6. **Approval line** — explicit PASS / FAIL / VETO with rationale.

## Phase 4 — Write the gate

`pipeline/gates/stage-04d.json`. The schema requires:

```json
{
  "stage": "stage-04d",
  "status": "PASS|WARN|FAIL|ESCALATE",
  "orchestrator": "<filled by orchestrator>",
  "host": "<filled by orchestrator>",
  "workstream": "migrations",
  "track": "<full|hotfix|config-only>",
  "timestamp": "<ISO-8601>",
  "blockers": [],
  "warnings": [],
  "migration_files": ["db/migrations/0042_add_notifications_opt_in.sql"],
  "schema_changes_summary": "Add nullable BOOLEAN column...",
  "breaking_change": false,
  "backfill_required": false,
  "backfill_strategy": "",
  "dual_write_required": false,
  "dual_write_strategy": "",
  "rollback_plan": "DROP COLUMN notifications_opt_in; documented as db/migrations/0042_rollback.sql",
  "rollback_tested": true,
  "migration_approved": true,
  "veto": false,
  "triggering_conditions": ["path:db/migrations/0042_add_notifications_opt_in.sql"]
}
```

### Status logic

- **PASS** = `migration_approved: true` AND `veto: false` AND non-empty `rollback_plan` AND (`rollback_tested: true` OR `breaking_change: false`)
- **WARN** = `migration_approved: true` AND non-breaking AND documented-but-untested rollback. Captured in `warnings[]`.
- **FAIL** = missing strategy on something required (backfill / dual-write / rollback). `blockers[]` lists what's missing.
- **VETO** = `veto: true` — irreversible structural problem. Empty `rollback_plan` on any migration is an auto-veto. Untested rollback on a breaking change is an auto-veto.

The orchestrator halts the pipeline on VETO regardless of subsequent approvals. Peer-review CANNOT override; the migrations role must personally re-review the fix.

## A note on diversity

Like other safety roles (security-engineer, red-team), migrations is most valuable when routed to a **different model** than the build agents. Different blind spots catch different things.

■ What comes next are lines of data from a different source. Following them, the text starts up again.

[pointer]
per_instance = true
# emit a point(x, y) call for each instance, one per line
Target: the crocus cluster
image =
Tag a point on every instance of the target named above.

Config:

```yaml
routing:
  default_host: claude-code
  roles:
    backend: codex
    migrations: claude-code   # explicitly different from backend
```

## What this skill is NOT

- Not a code review of business logic — that's stage-05.
- Not a security review of auth/PII/crypto — that's stage-04b (same conditional pattern, different concerns; both can fire on a single migration).
- Not a performance review — that's red-team (stage-04c) or general.
- Not a test plan — QA at stage-06 writes and runs tests; this skill verifies the data layer can be rolled back if those tests fail in production.

## Where the report goes

`pipeline/migration-safety.md`. Sits next to `pipeline/security-review.md` and `pipeline/red-team-report.md` as one of the safety-stage outputs. Read by Stage 5 reviewers as context, by Stage 7 sign-off as deploy-readiness evidence, by Stage 9 retrospective synthesis for pattern-spotting ("we keep ending up with breaking migrations — promote a lesson about coordination").